He claims that during the legal proceedings — which have taken place behind closed doors and out of the public eye — he only testified one time. He says the justices only asked questions about his personal data. Then Türkkan read a statement. That was it. The statement made by the public prosecutor is a jumble of ominous allegations. It claims, for example, that suspicious business cards and credit cards were found during searches of Türkkan’s belongings, that he worked together with radical parties and that he made calls for protests to be conducted against the government. Stringing those patchy details together, they concluded he wanted to establish some kind of Ergenekon youth organization.
Sabuncu and Bozkurt are also still waiting for evidence relating to the allegations against them to be presented. It appears that suspicions against the journalists are based on the fact that they both work for the leftist-nationalist daily Aydinlik.

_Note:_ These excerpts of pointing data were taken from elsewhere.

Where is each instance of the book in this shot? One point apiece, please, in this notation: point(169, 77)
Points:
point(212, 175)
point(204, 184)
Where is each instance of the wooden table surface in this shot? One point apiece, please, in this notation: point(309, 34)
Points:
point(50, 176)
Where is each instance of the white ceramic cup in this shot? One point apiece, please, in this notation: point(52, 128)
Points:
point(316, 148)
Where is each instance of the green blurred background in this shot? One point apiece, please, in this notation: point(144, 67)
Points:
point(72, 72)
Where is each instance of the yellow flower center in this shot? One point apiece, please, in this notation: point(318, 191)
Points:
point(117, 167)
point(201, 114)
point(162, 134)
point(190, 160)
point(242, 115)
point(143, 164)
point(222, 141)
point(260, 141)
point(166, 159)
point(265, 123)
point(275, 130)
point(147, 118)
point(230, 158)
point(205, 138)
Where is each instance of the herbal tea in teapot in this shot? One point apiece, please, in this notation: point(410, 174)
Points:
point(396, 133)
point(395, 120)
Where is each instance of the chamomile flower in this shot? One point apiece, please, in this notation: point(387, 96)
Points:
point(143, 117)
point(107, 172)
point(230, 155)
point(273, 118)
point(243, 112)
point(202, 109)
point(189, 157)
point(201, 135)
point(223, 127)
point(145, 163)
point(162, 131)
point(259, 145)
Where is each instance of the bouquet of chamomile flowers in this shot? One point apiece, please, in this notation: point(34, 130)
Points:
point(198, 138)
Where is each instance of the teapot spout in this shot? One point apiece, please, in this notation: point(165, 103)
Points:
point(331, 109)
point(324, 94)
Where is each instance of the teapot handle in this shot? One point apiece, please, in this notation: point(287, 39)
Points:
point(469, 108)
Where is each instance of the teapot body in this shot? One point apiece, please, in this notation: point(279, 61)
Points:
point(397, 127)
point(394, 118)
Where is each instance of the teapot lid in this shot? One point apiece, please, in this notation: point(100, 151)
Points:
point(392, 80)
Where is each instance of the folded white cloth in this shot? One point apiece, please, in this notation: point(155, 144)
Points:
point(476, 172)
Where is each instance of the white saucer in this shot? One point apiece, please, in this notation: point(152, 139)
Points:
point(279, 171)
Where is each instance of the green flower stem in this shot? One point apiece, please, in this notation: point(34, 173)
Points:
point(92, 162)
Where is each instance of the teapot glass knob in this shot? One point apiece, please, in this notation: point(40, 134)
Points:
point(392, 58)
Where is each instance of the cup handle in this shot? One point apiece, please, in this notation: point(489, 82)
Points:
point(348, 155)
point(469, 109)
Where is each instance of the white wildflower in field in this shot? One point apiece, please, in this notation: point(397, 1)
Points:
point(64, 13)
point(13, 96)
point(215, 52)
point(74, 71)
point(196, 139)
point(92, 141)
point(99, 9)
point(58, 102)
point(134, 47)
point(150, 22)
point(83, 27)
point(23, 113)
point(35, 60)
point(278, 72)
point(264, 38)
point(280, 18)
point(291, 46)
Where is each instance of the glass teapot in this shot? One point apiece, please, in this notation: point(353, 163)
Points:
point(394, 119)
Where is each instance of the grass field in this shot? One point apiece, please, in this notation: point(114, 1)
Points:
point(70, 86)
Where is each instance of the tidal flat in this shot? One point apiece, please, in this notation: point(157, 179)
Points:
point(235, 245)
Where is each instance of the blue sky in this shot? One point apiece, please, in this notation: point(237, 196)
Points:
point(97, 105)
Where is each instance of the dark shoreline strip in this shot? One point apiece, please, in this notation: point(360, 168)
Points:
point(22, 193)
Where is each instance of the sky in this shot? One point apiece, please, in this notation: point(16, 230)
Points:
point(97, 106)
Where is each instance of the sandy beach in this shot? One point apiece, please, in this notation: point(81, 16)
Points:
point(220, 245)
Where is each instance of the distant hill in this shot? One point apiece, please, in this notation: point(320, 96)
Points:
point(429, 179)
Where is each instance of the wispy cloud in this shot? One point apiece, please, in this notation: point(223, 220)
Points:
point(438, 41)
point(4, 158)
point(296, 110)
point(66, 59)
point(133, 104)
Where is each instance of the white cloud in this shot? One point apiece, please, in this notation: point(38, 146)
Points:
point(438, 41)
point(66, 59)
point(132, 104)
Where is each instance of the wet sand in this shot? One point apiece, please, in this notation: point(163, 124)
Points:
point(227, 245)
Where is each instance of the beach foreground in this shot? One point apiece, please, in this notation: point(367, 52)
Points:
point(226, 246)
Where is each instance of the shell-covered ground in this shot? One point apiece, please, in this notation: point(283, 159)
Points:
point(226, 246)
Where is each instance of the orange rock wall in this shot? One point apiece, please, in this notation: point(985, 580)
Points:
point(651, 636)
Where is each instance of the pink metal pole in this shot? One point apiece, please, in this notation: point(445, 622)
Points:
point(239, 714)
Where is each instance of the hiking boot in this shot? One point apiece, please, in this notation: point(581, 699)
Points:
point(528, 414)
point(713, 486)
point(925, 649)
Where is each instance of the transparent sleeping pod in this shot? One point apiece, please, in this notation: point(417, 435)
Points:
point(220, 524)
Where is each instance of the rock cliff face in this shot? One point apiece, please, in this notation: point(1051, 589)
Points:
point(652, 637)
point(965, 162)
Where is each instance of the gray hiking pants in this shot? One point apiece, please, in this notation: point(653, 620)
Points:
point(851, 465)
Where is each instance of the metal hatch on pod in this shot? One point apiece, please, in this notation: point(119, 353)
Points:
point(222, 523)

The newspaper had published excerpts of a compromising 2004 telephone call between Erdogan and the former president of North Cyprus in which they discussed the removal of a rival from power. “This conversation was played for all the newspapers in Turkey, but we were the only ones who published it verbatim,” Bozkurt says.
Contradictions in the Investigation
Turkey observer Jenkins sees many contradictions in the Ergenekon trial. In a critical report he published in 2009 about the investigation, he writes that “no evidence” has emerged of the existence of a secret organization. There are merely statements from secret witnesses. It also remains unclear who had authored documents cited in the case. And even the transcripts of wiretaps lacked evidence suggesting Ergenekon’s existence.
Jenkins finds it particularly odd that virtually every illegal organization known to exist in Turkey is named in the 4,000-page indictment. Going by the charges, one would be led to believe that Ergenekon enjoys ties to the Kurdish separatist Kurdistan Worker’s Party (PKK), the Marxist Revolutionary People’s Liberation Party-Front (DHKP-C) and the Turkish wing of Hezbollah.
Still, Türkkan is convinced the Ergenekon rulings will have a positive effect in the end. He says they reveal the Turkish government’s true authoritarian face and that they may spark a new wave of protest actions. He thinks the situation could heat up this autumn.
To play it safe, however, he wants to continue in providing resistance against Erdogan from afar in Germany. “There is great potential for opposition here,” he says. “Many young German-Turks have a problem with the Erdogan government.”